38. Mr Jupp submits, relying on the judgment of Bristow J in Davidson v Calder [1985] IRLR 97, that the ET was wrong to rely upon its finding that the Claimant should have left the matter after receiving an oral apology from Mr Clare in respect of his behaviour at the 17 February 2005 meeting (paragraph 9.6.2). That related to conduct by the Claimant before proceedings commenced. However we see that factor as going to the ET’s overall conclusion that the Claimant did not have a sincere belief in the truth of his complaint of direct racial discrimination against the Stage 4 committee. His real complaint against the Respondent was that he did not receive a written apology from Mr Clare. It had nothing to do with his race.
39. The ET made a separate finding of unreasonable conduct of the proceedings in respect of an email which he sent to Ms Donner’s senior (paragraph 9.9). We agree with Mr Jupp that, of itself, that factor would not justify an award of costs. However, it cannot be taken in isolation. The principal finding, triggering the discretion to award costs, was the ET’s permissible finding that the direct discrimination claim had no reasonable prospect of success.

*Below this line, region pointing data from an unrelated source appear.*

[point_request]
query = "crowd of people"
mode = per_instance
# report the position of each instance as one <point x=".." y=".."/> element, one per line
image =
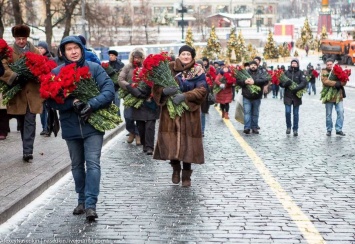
<point x="200" y="83"/>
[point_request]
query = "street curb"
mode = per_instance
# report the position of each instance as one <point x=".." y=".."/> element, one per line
<point x="20" y="203"/>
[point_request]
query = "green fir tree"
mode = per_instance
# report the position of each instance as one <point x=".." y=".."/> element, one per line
<point x="213" y="48"/>
<point x="270" y="49"/>
<point x="189" y="40"/>
<point x="241" y="49"/>
<point x="232" y="46"/>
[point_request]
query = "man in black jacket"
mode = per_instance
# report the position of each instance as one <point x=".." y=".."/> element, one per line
<point x="295" y="75"/>
<point x="252" y="101"/>
<point x="117" y="65"/>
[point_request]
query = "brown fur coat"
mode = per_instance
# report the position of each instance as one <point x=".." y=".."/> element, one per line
<point x="181" y="138"/>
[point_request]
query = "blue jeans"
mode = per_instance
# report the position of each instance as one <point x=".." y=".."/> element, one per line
<point x="117" y="102"/>
<point x="313" y="86"/>
<point x="295" y="117"/>
<point x="87" y="184"/>
<point x="203" y="122"/>
<point x="251" y="113"/>
<point x="340" y="116"/>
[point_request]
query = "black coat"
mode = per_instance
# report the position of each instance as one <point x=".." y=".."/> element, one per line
<point x="296" y="75"/>
<point x="260" y="79"/>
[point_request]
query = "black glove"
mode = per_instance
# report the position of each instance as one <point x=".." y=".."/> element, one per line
<point x="337" y="85"/>
<point x="288" y="83"/>
<point x="78" y="106"/>
<point x="134" y="91"/>
<point x="86" y="112"/>
<point x="179" y="98"/>
<point x="169" y="91"/>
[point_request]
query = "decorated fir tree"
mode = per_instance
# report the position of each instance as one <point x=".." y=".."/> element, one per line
<point x="324" y="34"/>
<point x="306" y="34"/>
<point x="251" y="52"/>
<point x="189" y="40"/>
<point x="213" y="47"/>
<point x="240" y="52"/>
<point x="270" y="49"/>
<point x="232" y="46"/>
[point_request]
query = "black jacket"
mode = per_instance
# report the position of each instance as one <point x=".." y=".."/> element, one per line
<point x="116" y="65"/>
<point x="260" y="79"/>
<point x="296" y="75"/>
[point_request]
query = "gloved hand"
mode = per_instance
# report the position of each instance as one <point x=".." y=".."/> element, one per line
<point x="337" y="85"/>
<point x="86" y="112"/>
<point x="134" y="91"/>
<point x="169" y="91"/>
<point x="179" y="98"/>
<point x="78" y="106"/>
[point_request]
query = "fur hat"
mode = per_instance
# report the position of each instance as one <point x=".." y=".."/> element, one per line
<point x="253" y="62"/>
<point x="82" y="39"/>
<point x="20" y="31"/>
<point x="187" y="48"/>
<point x="43" y="44"/>
<point x="114" y="52"/>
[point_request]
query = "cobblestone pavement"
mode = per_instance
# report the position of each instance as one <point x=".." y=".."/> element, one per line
<point x="267" y="188"/>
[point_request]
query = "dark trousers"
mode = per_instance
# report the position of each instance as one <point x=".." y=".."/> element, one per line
<point x="146" y="132"/>
<point x="4" y="122"/>
<point x="27" y="126"/>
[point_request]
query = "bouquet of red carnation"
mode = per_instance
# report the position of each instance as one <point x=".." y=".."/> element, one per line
<point x="156" y="71"/>
<point x="5" y="51"/>
<point x="242" y="74"/>
<point x="111" y="72"/>
<point x="337" y="74"/>
<point x="227" y="79"/>
<point x="283" y="79"/>
<point x="137" y="82"/>
<point x="315" y="73"/>
<point x="30" y="67"/>
<point x="78" y="82"/>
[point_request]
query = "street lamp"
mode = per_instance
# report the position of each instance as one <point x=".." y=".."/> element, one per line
<point x="182" y="11"/>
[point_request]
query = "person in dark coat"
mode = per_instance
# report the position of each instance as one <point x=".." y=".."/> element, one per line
<point x="180" y="139"/>
<point x="117" y="66"/>
<point x="290" y="99"/>
<point x="252" y="101"/>
<point x="83" y="140"/>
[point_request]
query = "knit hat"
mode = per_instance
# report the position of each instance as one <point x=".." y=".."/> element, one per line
<point x="114" y="52"/>
<point x="253" y="62"/>
<point x="43" y="45"/>
<point x="258" y="58"/>
<point x="82" y="39"/>
<point x="20" y="31"/>
<point x="329" y="60"/>
<point x="187" y="48"/>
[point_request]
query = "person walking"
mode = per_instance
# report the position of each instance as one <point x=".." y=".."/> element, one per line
<point x="224" y="97"/>
<point x="332" y="102"/>
<point x="146" y="115"/>
<point x="43" y="49"/>
<point x="312" y="80"/>
<point x="252" y="101"/>
<point x="117" y="66"/>
<point x="180" y="139"/>
<point x="26" y="103"/>
<point x="136" y="58"/>
<point x="83" y="140"/>
<point x="291" y="99"/>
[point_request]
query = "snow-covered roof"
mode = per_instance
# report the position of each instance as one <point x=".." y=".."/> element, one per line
<point x="234" y="16"/>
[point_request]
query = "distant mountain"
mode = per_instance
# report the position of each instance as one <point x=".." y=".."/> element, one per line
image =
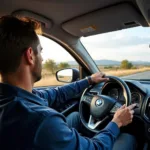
<point x="105" y="62"/>
<point x="140" y="62"/>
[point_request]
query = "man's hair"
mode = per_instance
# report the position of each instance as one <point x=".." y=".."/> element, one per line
<point x="16" y="36"/>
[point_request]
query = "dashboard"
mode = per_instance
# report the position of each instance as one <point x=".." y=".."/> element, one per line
<point x="115" y="91"/>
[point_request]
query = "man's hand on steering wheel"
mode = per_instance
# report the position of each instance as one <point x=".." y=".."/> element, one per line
<point x="124" y="115"/>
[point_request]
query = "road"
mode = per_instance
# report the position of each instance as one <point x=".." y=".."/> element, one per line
<point x="142" y="75"/>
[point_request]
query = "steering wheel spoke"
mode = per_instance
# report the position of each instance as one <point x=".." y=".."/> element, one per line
<point x="93" y="123"/>
<point x="87" y="99"/>
<point x="115" y="107"/>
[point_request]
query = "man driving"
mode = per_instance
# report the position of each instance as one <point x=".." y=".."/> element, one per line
<point x="28" y="119"/>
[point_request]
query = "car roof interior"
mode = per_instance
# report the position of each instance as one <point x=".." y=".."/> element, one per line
<point x="80" y="17"/>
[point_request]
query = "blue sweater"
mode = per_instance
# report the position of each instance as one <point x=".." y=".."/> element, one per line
<point x="28" y="121"/>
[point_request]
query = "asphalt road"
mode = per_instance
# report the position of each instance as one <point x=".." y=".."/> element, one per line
<point x="143" y="75"/>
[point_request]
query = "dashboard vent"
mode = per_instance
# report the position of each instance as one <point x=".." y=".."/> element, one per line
<point x="147" y="109"/>
<point x="93" y="93"/>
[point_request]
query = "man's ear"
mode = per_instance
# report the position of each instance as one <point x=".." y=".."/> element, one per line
<point x="29" y="56"/>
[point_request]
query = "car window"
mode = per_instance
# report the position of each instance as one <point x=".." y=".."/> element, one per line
<point x="55" y="58"/>
<point x="123" y="53"/>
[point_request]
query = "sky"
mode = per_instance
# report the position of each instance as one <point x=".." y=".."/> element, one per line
<point x="132" y="44"/>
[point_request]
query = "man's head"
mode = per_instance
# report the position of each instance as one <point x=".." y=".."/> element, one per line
<point x="19" y="43"/>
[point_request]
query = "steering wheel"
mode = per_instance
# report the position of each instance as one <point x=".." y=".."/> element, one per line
<point x="101" y="106"/>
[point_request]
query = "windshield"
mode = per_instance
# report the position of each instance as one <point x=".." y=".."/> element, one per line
<point x="124" y="53"/>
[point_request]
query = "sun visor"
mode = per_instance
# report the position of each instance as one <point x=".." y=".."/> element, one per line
<point x="105" y="20"/>
<point x="144" y="6"/>
<point x="46" y="23"/>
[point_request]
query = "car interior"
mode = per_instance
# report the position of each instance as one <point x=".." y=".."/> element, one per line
<point x="65" y="22"/>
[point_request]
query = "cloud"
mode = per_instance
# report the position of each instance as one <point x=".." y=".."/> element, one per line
<point x="123" y="38"/>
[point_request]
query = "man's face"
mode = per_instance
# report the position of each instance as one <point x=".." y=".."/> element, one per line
<point x="37" y="69"/>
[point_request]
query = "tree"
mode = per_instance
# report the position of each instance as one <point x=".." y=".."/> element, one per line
<point x="50" y="65"/>
<point x="125" y="64"/>
<point x="63" y="65"/>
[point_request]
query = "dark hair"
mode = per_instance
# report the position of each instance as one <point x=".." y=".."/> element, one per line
<point x="16" y="36"/>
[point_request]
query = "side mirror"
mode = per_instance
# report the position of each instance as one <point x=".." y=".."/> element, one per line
<point x="67" y="75"/>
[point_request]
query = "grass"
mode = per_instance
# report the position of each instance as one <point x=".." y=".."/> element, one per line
<point x="48" y="79"/>
<point x="121" y="73"/>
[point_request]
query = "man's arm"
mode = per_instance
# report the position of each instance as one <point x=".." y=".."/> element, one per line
<point x="54" y="134"/>
<point x="61" y="94"/>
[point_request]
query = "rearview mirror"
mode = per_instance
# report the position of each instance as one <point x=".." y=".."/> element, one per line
<point x="67" y="75"/>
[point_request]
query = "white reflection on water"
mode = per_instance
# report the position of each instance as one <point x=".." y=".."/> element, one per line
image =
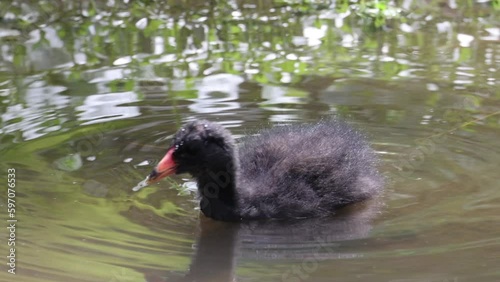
<point x="217" y="93"/>
<point x="35" y="113"/>
<point x="106" y="107"/>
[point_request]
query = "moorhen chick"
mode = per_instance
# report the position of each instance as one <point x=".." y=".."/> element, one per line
<point x="290" y="171"/>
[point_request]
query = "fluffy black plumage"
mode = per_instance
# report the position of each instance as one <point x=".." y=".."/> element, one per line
<point x="284" y="172"/>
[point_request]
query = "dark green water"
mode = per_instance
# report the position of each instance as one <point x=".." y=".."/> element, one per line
<point x="90" y="94"/>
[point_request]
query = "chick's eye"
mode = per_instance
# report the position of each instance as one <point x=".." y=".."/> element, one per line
<point x="194" y="146"/>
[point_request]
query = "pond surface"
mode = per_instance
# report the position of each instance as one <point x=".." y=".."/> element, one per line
<point x="90" y="95"/>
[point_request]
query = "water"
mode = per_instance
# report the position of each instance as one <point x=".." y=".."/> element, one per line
<point x="90" y="95"/>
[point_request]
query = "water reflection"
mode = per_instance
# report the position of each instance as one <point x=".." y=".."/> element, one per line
<point x="216" y="94"/>
<point x="90" y="93"/>
<point x="107" y="107"/>
<point x="303" y="244"/>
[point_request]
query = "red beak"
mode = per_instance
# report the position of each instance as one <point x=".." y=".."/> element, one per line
<point x="164" y="168"/>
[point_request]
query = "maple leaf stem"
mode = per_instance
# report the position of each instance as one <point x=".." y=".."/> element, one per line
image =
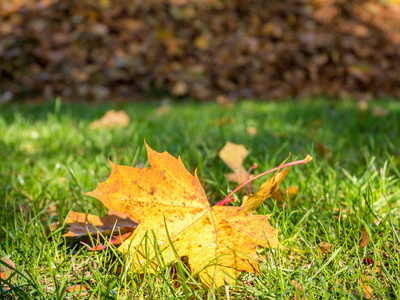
<point x="228" y="199"/>
<point x="248" y="176"/>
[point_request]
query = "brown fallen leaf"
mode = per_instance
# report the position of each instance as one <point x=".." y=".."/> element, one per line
<point x="115" y="240"/>
<point x="78" y="288"/>
<point x="323" y="151"/>
<point x="5" y="272"/>
<point x="364" y="238"/>
<point x="171" y="204"/>
<point x="233" y="156"/>
<point x="325" y="247"/>
<point x="111" y="119"/>
<point x="283" y="195"/>
<point x="251" y="202"/>
<point x="299" y="288"/>
<point x="380" y="112"/>
<point x="224" y="101"/>
<point x="368" y="292"/>
<point x="81" y="224"/>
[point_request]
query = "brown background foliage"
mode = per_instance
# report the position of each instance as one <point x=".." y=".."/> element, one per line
<point x="94" y="49"/>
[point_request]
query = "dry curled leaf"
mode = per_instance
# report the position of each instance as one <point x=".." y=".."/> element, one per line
<point x="81" y="224"/>
<point x="325" y="247"/>
<point x="364" y="238"/>
<point x="251" y="202"/>
<point x="5" y="272"/>
<point x="218" y="240"/>
<point x="233" y="156"/>
<point x="111" y="119"/>
<point x="286" y="194"/>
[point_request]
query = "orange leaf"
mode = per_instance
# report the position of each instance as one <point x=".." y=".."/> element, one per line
<point x="208" y="236"/>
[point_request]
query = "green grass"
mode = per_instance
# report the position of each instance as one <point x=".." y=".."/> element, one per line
<point x="50" y="156"/>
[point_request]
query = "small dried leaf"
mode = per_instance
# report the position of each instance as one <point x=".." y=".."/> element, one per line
<point x="5" y="272"/>
<point x="283" y="195"/>
<point x="77" y="288"/>
<point x="80" y="224"/>
<point x="364" y="238"/>
<point x="368" y="292"/>
<point x="251" y="130"/>
<point x="251" y="202"/>
<point x="166" y="193"/>
<point x="233" y="155"/>
<point x="111" y="119"/>
<point x="325" y="247"/>
<point x="380" y="112"/>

40. In deciding to make an order for costs the ET took into account (a) the Claimant’s means (paragraph 9.4) and (b) the cost to the Respondent of successfully defending the proceedings. On the first day of hearing (15 January) the Respondent gave a rough estimate of their costs to date as £20,000. The Claimant has put before us an itemized bill of the Respondent’s costs to the 17 January 2008 (J1-2) totalling £33,255 (inclusive of VAT). The ET was entitled to comment (paragraph 9.13) that the Claimant might count himself as fortunate that the Respondent limited its costs claim to £10,000.
Disposal
41. It follows that we can see no grounds in law to interfere with this ET’s decision. Accordingly, this appeal fails and is dismissed.